できるだけ多くの人に利用してもらおうと、国税庁として様々な工夫・改善を行ったこともあり、電子申告も申告書作成サービスも利用者は着実に増加しています。
確定申告書等作成コーナー:所得税申告書の提出件数127万件(前年比183.2%)
国税電子申告・納税システム:所得税の申告件数3万5千件(前年比186.4%)
作者が注目したいのは、「確定申告書等作成コーナー」の利用推進策について。
税務署等に来た人でも本サービスを利用できるよう、相談会場にパソコンを設置したのですが、その結果、これを利用して作成した申告書の提出件数は、全体の4割以上を占めたそうです。(所得税54万4千件/全体127万件)
で解説しているように、利用者の選択肢としては、様々なパターンが考えられます。
・自宅のパソコンでオンライン電子申請
・窓口で紙申請
・自宅パソコンで予約して紙申請
・自宅パソコンで入力・印刷して紙申請
・窓口等の側にある申請端末で電子申請
・窓口等の側にあるインターネット接続パソコンで電子申請
・窓口の職員に口頭で電子申請(職員がパソコン等を操作)
・行政書士等の専門家や民間サービスを利用して電子申請
国税庁は、
・窓口等の側にあるインターネット接続パソコンで入力・印刷して紙申請
というパターンを考えて実行したのです。
実は、これこそが現在の電子政府・電子申請に欠けている「使ってもらえるサービスモデルの提案」なのです。

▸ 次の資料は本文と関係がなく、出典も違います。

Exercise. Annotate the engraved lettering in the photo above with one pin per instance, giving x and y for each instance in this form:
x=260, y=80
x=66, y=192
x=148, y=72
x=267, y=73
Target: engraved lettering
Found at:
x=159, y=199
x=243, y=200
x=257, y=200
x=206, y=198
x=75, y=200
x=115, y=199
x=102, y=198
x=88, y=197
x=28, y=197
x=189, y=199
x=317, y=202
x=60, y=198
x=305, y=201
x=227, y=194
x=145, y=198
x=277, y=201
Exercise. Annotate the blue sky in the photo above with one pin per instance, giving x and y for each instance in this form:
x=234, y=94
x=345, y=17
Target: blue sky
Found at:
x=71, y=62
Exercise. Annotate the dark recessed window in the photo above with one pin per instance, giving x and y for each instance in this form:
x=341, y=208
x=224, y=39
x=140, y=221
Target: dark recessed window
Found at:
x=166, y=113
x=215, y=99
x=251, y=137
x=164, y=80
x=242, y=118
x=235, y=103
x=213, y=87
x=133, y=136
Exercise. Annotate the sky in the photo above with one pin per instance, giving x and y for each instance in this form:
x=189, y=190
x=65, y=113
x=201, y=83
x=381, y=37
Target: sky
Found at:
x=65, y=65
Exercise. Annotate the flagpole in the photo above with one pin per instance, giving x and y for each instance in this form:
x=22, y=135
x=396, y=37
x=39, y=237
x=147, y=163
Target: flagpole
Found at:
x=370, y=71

今では、多くの電子申請が稼動していますが、そのほとんどが電子申請システム(仕組み)であり、電子申請サービス(実際に使ってもらえる利用モデル)となっていないのですね。
「相談会場にパソコンを設置する」という方法は、一見すると時代に逆行するようにも思えますが、これを考えて実行した人は、実際のサービス、現場・窓口の状況、市民のニーズといったものを、きちんと理解できているのだと思います。
そして、実際の利用が多かった事実を考えると、
・窓口の混雑緩和
・市民や職員の時間短縮
に貢献していると言えるでしょう。
日本は、お金と技術力があるため、システム(仕組み)を作ることについては、大変優秀で、難しいシステムでも立派に作ってしまいます。

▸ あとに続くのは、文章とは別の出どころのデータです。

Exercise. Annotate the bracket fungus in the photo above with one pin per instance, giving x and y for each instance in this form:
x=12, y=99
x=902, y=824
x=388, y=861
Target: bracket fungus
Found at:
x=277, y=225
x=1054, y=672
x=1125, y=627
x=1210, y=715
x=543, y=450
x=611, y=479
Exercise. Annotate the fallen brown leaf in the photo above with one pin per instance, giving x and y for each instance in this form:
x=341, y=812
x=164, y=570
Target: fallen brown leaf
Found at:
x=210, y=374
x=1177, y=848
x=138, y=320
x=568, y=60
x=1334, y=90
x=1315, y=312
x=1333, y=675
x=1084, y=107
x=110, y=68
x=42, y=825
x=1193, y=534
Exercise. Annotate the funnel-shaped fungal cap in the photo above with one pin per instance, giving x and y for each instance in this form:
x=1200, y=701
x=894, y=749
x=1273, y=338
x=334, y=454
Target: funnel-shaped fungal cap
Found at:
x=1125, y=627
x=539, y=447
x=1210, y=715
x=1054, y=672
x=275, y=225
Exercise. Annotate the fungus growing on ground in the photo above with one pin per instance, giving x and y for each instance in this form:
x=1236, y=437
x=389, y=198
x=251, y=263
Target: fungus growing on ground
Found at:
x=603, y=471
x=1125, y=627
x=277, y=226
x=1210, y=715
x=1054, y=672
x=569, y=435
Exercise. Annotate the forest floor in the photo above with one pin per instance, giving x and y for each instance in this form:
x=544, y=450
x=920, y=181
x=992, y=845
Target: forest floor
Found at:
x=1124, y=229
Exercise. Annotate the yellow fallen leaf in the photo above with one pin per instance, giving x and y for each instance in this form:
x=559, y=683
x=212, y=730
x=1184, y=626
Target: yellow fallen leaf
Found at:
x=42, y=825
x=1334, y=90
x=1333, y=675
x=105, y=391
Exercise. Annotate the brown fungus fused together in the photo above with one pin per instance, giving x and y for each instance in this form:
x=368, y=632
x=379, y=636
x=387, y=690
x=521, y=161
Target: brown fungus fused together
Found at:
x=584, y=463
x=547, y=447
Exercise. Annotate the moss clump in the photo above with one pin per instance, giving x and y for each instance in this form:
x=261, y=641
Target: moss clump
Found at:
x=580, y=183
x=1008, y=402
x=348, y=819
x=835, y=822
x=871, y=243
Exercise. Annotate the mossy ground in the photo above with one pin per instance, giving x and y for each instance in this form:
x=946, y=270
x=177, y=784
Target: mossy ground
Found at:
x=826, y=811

今後は、サービス(実際に使ってもらえる利用モデル)を考えることが大切になるでしょう。
なお、本来であれば、サービス(実際に使ってもらえる利用モデル)を考えるのが先であり、その後にシステム(仕組み)を作る方が、ずっと簡単で、お金と手間の削減に繋がります。
国税庁の確定申告書等作成コーナーと国税電子申告・納税システム。
まだまだ利用率は低いかもしれませんが、こうした努力や工夫を続けることで、着実に利用者は増えていくことでしょう。